Arthroscopically, through a direct inferior patellar portal, the retropatellar tissue at the site of the attachment of the patellar tendon was debrided, with complete resolution of pain in 2 patients.70 Arthroscopic resection of part of the distal pole of the patella achieved 90% (18/20) good to excellent results.49 Excision of a portion of the patella62 had significant improvement in International Knee Documentation Committee (IKDC) score (from 51.6 to 84.2; P = 0.023), Lysholm, and VISA scores, with 71% (19/27) of professional athletes able to return to sport. Similarly, an arthroscopic technique without excision of the distal pole of the patella produced an 82.6% (19/23) return to play rate.73 Arthroscopic removal of hypertrophic synovium and fat pad without resection of patellar tendon or distal pole of the patella53 showed a 76.7% (23/30) return to play rate and 90% good or excellent outcomes (Appendix 2, available at http://sph.sagepub.com/content/by/supplemental-data).

Conclusion

Initially, a nonoperative regimen consisting of physical therapy with eccentric exercises is the mainstay of patellar tendinopathy treatment.
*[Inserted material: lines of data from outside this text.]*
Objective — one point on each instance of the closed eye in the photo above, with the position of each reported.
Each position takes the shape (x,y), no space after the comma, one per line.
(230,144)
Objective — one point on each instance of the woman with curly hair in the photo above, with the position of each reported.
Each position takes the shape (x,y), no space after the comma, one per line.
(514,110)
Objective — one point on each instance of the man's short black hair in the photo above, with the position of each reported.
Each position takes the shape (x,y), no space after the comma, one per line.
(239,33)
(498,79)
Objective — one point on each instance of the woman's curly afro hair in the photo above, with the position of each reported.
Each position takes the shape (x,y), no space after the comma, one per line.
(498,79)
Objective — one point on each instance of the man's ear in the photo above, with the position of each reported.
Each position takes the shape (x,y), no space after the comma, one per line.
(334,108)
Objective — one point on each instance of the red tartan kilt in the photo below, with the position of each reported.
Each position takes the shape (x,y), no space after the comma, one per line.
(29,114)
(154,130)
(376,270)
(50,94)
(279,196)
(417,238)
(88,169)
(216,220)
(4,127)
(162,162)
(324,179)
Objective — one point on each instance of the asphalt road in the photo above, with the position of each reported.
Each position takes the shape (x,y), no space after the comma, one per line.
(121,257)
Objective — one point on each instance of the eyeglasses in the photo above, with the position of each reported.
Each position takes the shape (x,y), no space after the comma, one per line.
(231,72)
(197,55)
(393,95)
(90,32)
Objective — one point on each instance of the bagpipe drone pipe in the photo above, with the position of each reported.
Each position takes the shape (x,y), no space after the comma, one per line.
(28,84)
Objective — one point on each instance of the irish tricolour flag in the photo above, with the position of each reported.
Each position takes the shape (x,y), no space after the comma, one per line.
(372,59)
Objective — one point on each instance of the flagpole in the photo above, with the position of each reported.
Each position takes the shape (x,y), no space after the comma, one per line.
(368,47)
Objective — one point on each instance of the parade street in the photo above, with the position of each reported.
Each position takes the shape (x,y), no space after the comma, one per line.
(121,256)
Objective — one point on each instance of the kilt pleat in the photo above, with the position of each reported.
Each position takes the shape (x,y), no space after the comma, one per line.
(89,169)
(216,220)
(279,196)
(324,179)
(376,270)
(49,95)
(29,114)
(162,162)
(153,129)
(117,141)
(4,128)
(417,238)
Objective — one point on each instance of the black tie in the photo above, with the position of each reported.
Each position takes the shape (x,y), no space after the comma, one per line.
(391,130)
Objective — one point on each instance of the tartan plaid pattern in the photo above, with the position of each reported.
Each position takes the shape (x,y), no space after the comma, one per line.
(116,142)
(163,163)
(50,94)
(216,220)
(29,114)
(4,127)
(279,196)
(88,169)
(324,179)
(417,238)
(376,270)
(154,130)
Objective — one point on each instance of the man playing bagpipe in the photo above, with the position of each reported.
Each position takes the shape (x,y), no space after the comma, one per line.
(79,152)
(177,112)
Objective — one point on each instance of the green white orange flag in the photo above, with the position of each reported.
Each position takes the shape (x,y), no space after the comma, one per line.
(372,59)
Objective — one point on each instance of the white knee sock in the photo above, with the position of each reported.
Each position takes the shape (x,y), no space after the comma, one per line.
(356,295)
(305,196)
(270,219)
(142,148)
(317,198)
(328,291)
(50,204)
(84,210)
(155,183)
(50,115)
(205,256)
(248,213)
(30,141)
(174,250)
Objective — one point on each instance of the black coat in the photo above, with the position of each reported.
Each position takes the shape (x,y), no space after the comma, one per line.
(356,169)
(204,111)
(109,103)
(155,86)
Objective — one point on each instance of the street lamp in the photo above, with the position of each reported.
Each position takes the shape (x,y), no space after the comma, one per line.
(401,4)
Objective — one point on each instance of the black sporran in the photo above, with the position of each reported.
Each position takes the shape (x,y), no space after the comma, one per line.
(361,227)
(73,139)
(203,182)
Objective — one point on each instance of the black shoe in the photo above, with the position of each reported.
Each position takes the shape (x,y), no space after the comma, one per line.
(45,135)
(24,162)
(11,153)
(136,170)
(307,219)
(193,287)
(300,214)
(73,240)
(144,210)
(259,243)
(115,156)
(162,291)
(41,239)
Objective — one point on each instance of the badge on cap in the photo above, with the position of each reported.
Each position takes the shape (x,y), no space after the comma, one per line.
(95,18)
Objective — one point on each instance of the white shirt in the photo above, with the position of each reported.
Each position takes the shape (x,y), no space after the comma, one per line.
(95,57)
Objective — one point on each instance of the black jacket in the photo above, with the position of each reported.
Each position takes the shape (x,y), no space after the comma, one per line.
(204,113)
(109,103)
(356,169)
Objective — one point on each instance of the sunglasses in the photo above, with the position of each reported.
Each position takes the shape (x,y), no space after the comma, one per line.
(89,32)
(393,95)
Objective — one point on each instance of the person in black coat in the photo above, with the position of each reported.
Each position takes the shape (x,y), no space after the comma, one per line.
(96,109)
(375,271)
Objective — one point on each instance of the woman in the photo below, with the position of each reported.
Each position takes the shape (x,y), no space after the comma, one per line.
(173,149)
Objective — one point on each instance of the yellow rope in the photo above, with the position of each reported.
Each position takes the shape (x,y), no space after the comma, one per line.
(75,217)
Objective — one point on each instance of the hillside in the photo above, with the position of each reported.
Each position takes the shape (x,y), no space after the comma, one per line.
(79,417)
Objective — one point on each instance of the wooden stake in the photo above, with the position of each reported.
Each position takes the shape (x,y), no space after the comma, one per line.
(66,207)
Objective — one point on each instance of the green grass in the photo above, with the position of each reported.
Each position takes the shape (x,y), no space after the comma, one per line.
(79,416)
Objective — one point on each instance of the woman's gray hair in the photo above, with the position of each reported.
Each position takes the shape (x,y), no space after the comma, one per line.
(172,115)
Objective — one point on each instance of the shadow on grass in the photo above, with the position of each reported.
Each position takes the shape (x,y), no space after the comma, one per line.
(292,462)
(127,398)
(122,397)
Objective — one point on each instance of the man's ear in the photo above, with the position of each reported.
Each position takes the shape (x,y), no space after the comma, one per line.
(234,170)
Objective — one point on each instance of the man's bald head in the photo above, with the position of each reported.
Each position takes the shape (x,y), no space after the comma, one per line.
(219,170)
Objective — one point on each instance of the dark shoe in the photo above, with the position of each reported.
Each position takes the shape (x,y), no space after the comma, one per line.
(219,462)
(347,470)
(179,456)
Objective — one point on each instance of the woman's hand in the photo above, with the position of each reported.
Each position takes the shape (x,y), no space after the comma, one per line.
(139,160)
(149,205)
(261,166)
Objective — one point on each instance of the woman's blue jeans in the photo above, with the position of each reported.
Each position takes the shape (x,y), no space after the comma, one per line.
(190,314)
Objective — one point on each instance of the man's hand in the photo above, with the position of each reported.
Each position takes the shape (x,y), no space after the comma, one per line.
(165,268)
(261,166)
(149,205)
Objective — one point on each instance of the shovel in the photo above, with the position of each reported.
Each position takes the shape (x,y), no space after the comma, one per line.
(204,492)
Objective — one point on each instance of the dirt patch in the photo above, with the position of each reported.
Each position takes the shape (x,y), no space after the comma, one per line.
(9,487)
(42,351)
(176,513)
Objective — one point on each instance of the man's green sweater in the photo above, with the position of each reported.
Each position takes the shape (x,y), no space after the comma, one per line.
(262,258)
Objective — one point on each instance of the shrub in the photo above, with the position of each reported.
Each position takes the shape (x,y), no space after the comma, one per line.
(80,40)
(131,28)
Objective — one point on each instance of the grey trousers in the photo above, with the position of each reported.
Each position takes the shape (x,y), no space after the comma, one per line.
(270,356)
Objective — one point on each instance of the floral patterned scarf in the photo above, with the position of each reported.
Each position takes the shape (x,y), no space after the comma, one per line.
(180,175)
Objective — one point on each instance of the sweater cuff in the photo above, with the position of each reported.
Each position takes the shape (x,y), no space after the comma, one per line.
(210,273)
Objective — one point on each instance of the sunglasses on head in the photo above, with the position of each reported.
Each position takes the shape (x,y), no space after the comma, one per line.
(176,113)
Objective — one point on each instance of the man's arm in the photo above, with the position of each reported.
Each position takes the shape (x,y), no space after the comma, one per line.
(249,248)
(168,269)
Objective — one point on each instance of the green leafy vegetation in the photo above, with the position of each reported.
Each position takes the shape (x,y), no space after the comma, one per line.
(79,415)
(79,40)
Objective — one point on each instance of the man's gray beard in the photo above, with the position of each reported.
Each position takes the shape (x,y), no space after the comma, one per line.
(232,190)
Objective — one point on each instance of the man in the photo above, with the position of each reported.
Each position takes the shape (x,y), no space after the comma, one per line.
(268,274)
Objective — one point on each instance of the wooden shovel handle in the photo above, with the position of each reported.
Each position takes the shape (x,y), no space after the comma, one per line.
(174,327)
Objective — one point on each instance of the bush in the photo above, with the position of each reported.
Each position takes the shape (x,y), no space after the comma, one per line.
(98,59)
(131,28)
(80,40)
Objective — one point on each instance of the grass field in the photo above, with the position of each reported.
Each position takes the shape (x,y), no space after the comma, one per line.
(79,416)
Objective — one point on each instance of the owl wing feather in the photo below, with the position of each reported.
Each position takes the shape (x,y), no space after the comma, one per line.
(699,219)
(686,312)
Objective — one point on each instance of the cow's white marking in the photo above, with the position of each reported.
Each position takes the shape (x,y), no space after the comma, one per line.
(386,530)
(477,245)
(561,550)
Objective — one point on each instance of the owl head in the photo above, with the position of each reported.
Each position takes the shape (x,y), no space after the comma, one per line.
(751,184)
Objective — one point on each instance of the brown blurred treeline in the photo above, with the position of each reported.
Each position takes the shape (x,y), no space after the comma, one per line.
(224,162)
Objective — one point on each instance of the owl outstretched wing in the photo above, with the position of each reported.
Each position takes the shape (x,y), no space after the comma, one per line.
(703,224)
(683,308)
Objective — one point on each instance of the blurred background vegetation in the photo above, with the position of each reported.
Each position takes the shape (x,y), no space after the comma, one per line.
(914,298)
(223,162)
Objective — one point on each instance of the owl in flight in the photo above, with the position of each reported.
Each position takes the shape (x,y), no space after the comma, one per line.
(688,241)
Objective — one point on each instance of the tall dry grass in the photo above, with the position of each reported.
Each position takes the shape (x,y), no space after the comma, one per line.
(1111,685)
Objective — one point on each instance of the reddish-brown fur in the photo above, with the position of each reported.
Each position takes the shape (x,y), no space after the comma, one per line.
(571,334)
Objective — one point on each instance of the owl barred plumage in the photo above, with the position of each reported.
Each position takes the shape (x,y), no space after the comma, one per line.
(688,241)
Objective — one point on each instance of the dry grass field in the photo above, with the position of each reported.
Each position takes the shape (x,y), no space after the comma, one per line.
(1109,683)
Alternative treatments ranging from oral anti-inflammatories to injectable agents have demonstrated mixed results. Evidence-based guidelines regarding their use are inconclusive. Good outcomes with both arthroscopic and open surgical intervention have been obtained in refractory cases.

Supplementary Material

Supplementary material

Footnotes

The authors report no potential conflicts of interest in the development and publication of this article.